「どうせ無理」を脳は信じてしまう。感情より先に言葉を変える「セルフトーク」の力
「どうせ無理」
「自分には向いていない」
声に出さなくても、
人は一日中、
頭の中で自分に話しかけています。
この自分への言葉かけを
「セルフトーク」と呼びます。
実はこのつぶやきが、
感情と行動を左右しています。
言葉が先、感情は後

ネガティブな言葉は、
ネガティブな感情を連れてきます。
「無理だ」と口にすると、
無理な気分になり、行動が止まる。
順番はいつも、言葉が先で感情が後。
逆ではありません。
脳には、繰り返し聞いた言葉を
信じ込む性質があります。
「時間がない」「才能がない」と言うたびに、
脳はそれを事実として受け取ります。
だから、かける言葉を変えれば、
脳は少しずつ鍛え直せるのです。
「俺は最強だ」と言い続けた国枝慎吾さん
車いすテニスの国枝慎吾さんは、
メンタルトレーニングとして、
毎日鏡の前で「俺は最強だ」と言い続けました。
ラケットにもこの言葉を貼っていたそうです。
最初から最強だったわけではありません。
強いから言ったのではなく、
言い続けたから強くなった。
結果は歴史が証明しています。
パラリンピックでの金メダル
世界ランキング1位のままの引退
国民栄誉賞の受賞
「しなきゃ」ではなく「やる」と言い切る

では、どんな言葉に変えるのか。
まず「〜しなきゃ」をやめます。
義務の言葉は気持ちを重くします。
「〜しなきゃ」はノルマみたいなものですね。
代わりに「私はやる」と宣言する。
スタディリンクでは毎晩、
25分の学習を始める前に
「今からやること」を宣言してもらいます。
このとき、文字を打つだけでなく、
心の中で言い切ってほしいのです。
「今から数学の問題集をやります。
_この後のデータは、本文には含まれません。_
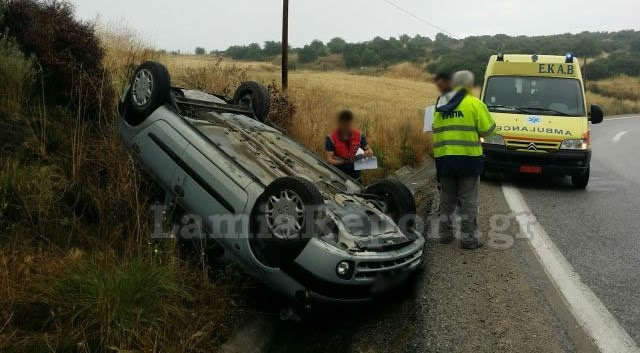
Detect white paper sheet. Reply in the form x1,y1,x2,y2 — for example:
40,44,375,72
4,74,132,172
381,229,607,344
423,105,436,132
353,148,378,170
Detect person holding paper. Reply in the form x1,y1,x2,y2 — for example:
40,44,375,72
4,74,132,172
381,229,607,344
324,110,373,180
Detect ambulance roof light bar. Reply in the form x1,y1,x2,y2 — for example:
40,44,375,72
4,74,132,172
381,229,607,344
565,52,574,64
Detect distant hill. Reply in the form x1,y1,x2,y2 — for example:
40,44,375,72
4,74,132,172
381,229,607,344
218,30,640,79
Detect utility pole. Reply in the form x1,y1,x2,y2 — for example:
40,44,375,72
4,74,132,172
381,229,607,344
282,0,289,92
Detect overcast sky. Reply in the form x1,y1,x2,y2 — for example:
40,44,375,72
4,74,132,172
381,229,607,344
71,0,640,51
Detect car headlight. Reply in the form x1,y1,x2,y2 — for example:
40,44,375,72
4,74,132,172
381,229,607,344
336,261,355,279
560,139,589,151
480,135,504,146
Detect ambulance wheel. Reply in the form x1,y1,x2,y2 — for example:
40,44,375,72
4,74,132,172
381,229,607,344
233,81,271,122
365,179,416,233
124,61,171,126
571,168,591,189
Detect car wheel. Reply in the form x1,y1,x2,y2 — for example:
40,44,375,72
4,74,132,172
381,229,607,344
233,81,271,122
571,168,591,189
125,61,171,126
250,177,325,267
365,179,416,233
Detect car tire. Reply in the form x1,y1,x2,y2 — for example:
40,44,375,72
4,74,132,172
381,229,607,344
571,168,591,189
124,61,171,126
250,177,325,268
365,179,416,234
233,81,271,122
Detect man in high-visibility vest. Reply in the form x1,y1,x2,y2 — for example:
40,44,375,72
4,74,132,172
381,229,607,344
433,71,496,250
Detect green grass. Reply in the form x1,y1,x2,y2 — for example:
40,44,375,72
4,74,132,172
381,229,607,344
50,258,190,348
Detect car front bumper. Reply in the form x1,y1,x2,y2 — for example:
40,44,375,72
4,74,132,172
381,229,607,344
482,144,591,176
282,231,425,303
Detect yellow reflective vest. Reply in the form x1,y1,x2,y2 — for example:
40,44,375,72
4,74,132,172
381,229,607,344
433,91,496,158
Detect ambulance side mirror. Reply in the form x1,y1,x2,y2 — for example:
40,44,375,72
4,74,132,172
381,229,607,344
589,104,604,124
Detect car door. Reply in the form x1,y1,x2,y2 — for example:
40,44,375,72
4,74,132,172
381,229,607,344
174,144,247,236
132,120,189,192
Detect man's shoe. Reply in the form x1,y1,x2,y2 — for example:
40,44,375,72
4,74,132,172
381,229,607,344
460,241,484,250
440,236,456,244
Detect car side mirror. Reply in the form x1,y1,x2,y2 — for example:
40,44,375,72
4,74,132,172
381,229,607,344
589,104,604,124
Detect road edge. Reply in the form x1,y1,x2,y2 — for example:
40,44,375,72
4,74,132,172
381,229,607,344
502,184,640,353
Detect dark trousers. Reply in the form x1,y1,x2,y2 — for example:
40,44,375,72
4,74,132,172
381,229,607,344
440,177,480,243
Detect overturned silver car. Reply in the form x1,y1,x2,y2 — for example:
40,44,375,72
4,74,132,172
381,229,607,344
119,62,425,304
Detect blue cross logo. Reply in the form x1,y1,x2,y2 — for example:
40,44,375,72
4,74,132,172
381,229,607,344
527,116,542,125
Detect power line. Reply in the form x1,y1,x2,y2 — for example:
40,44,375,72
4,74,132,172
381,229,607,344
382,0,460,39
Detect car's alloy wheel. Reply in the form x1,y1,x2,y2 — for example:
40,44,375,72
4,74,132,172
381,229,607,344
266,189,305,239
120,61,171,126
365,179,416,234
250,177,325,267
233,81,271,122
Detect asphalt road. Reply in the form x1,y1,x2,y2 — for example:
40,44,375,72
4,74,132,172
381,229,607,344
512,116,640,345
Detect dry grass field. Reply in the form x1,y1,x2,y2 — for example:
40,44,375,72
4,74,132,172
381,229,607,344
156,55,437,174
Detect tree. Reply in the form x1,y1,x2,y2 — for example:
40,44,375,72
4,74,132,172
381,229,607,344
298,39,327,64
262,41,282,57
327,37,347,54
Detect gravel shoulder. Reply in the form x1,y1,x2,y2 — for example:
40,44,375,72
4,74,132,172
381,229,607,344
224,165,595,353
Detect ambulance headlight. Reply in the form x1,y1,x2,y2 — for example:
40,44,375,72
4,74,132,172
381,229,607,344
560,139,589,151
480,135,504,146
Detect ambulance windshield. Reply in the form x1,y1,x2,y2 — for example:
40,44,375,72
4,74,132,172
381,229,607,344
484,76,585,117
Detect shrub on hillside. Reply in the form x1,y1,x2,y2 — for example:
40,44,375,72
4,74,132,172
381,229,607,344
269,81,296,134
0,0,112,118
50,258,189,348
0,33,35,118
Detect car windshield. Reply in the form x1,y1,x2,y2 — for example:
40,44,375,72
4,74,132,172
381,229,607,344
484,76,585,116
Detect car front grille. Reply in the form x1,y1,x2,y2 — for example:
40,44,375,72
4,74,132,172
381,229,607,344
354,249,422,280
506,139,560,152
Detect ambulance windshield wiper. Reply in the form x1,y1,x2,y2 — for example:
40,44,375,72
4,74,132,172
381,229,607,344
520,107,573,116
487,104,529,114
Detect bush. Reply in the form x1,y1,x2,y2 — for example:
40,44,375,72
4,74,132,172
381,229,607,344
50,258,189,348
0,33,35,118
0,0,112,118
269,81,296,134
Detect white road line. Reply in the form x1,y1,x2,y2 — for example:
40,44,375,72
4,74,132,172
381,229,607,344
502,185,640,353
604,115,640,122
612,130,629,142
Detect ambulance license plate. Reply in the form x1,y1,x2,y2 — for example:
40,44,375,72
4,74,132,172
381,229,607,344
520,165,542,174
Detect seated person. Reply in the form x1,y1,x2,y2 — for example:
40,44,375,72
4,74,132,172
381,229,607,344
324,110,373,181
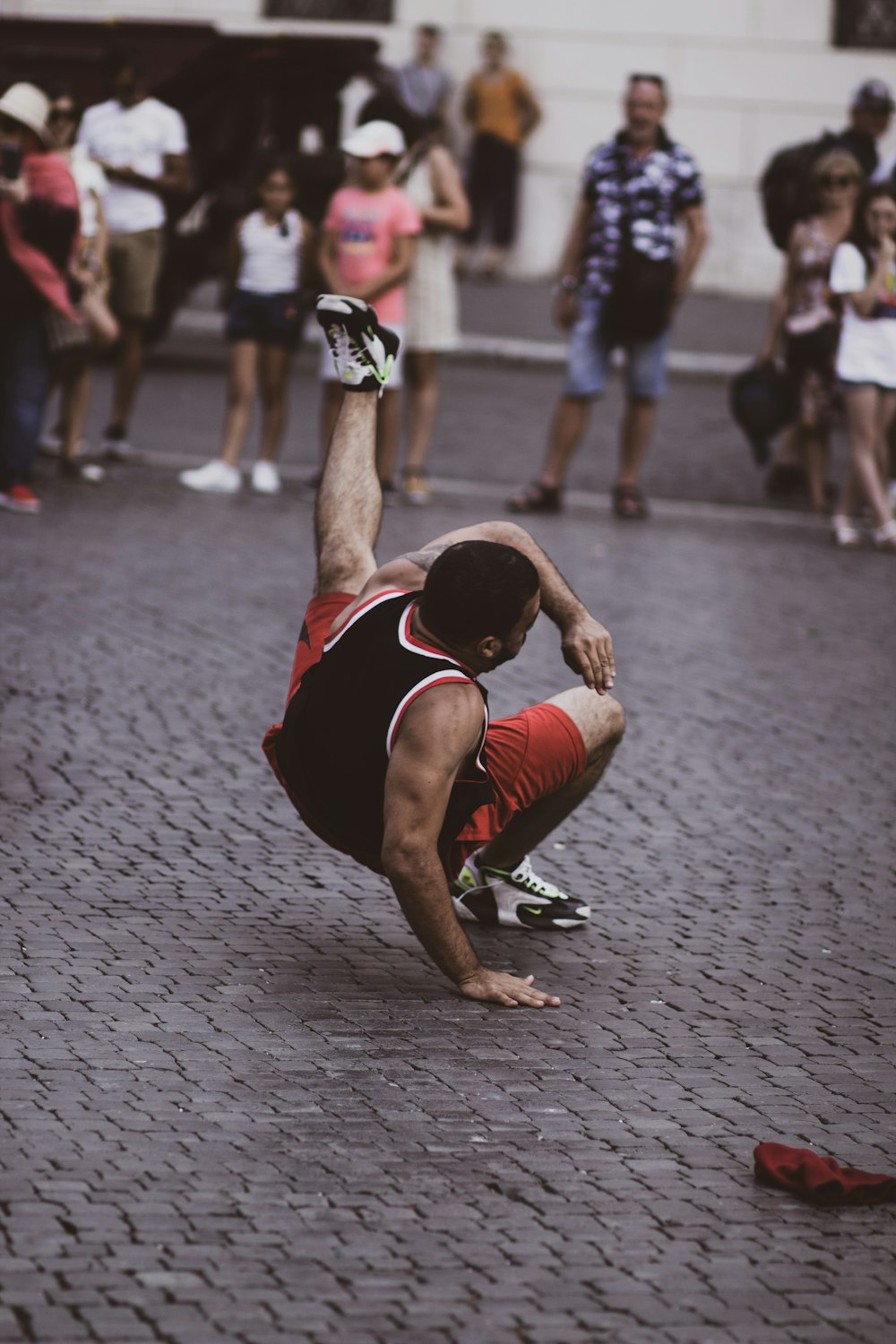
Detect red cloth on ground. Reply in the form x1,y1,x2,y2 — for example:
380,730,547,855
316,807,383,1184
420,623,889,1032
0,155,83,323
754,1144,896,1206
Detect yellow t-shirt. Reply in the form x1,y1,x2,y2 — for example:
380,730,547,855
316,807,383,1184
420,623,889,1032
468,70,530,145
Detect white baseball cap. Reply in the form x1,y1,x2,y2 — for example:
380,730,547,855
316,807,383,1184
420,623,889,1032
342,121,407,159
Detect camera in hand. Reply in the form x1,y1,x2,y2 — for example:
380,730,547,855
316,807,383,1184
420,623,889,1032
0,145,22,182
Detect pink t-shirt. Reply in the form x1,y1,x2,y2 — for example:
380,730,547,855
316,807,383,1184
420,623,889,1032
323,187,422,324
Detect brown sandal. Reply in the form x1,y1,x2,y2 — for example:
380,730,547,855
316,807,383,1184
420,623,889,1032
613,486,650,518
506,481,563,513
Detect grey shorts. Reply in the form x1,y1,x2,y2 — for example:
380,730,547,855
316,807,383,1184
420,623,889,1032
563,296,672,401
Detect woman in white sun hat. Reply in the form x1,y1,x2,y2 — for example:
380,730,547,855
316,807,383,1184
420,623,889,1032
0,83,81,513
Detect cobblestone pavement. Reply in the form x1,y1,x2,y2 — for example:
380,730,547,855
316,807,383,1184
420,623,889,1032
0,375,896,1344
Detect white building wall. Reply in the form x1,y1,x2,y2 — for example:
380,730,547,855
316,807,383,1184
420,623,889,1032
10,0,896,295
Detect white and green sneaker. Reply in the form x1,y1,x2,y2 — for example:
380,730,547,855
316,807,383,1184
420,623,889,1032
452,851,591,929
317,295,399,392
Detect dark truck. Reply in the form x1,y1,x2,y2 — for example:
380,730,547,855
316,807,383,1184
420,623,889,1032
0,18,388,339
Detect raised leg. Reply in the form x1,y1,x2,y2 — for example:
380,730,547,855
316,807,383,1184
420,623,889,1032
479,687,625,873
314,384,383,594
259,346,291,462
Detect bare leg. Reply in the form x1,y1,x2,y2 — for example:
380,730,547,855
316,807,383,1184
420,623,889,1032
376,387,401,481
314,384,383,594
220,340,259,467
108,317,143,430
541,397,591,487
616,397,657,486
404,349,439,476
321,382,344,467
59,355,90,462
481,687,625,871
837,387,892,527
259,346,291,462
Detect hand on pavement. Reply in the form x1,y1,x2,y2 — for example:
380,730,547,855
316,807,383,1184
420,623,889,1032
457,967,560,1008
560,613,616,695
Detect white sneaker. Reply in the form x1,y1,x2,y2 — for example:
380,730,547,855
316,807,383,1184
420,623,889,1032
450,849,591,929
100,433,143,462
177,457,242,495
253,461,282,495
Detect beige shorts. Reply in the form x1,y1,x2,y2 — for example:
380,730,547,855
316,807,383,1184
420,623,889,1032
108,228,164,319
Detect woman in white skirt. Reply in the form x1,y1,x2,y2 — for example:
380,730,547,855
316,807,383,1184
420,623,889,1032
831,183,896,554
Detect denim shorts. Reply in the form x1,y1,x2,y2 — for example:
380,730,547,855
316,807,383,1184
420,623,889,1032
563,296,672,401
224,289,305,349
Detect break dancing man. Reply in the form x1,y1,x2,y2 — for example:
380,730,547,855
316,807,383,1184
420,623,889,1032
264,295,625,1008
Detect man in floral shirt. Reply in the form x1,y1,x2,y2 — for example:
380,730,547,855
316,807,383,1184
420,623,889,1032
508,75,707,519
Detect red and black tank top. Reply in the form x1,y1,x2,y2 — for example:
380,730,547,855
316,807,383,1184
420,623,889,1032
277,590,495,871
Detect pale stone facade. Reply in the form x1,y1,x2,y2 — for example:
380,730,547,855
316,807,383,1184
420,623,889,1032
3,0,896,293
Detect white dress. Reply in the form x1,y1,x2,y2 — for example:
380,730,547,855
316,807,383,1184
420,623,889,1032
401,155,460,351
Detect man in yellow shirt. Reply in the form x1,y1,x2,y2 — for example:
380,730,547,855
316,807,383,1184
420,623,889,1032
458,32,541,280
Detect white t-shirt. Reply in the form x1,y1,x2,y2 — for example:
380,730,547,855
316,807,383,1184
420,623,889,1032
78,99,186,234
237,210,302,295
68,145,108,238
831,244,896,389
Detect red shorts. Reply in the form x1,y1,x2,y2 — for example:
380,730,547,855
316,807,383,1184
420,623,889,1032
263,593,587,878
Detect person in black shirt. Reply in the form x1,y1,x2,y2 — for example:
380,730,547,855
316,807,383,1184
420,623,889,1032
264,295,625,1008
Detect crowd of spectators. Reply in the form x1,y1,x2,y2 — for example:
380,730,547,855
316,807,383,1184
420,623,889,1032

やり切ります」
そして、言葉は具体的な一歩に落とす。
「頑張る」ではなく
「今日は数学を1時間やる」です。
小さな勝ちを、言葉にして拾う

もうひとつ、
できたことを自分に言い聞かせましょう。
単語を10個覚えた
眠くても机に向かった
25分だけでも参加できた
どれも立派な勝ちです。
「今日も勝った」と言葉にして拾う。
その積み重ねが、
「自分はできる」という感覚を育てます。
言うのが恥ずかしければ、
ノートに書くだけでもいい。
「来年の今頃には偏差値60に到達します」と、
実現したいことを書いておくのです。
保護者の方へ
前向きなセルフトークは家庭でも増やせます。
お子さんが達成した小さな一歩を、
「今日も机に向かえたね」と
言葉にして届けてみてください。
外から届いた言葉も、
やがて本人のセルフトークになります。
自分にかける言葉を選び直せば、
これからの毎日は確実に変わります。
今夜、机に向かう前に、
心の中で言い切ってみてください。
「今からやる。やり切ります」と。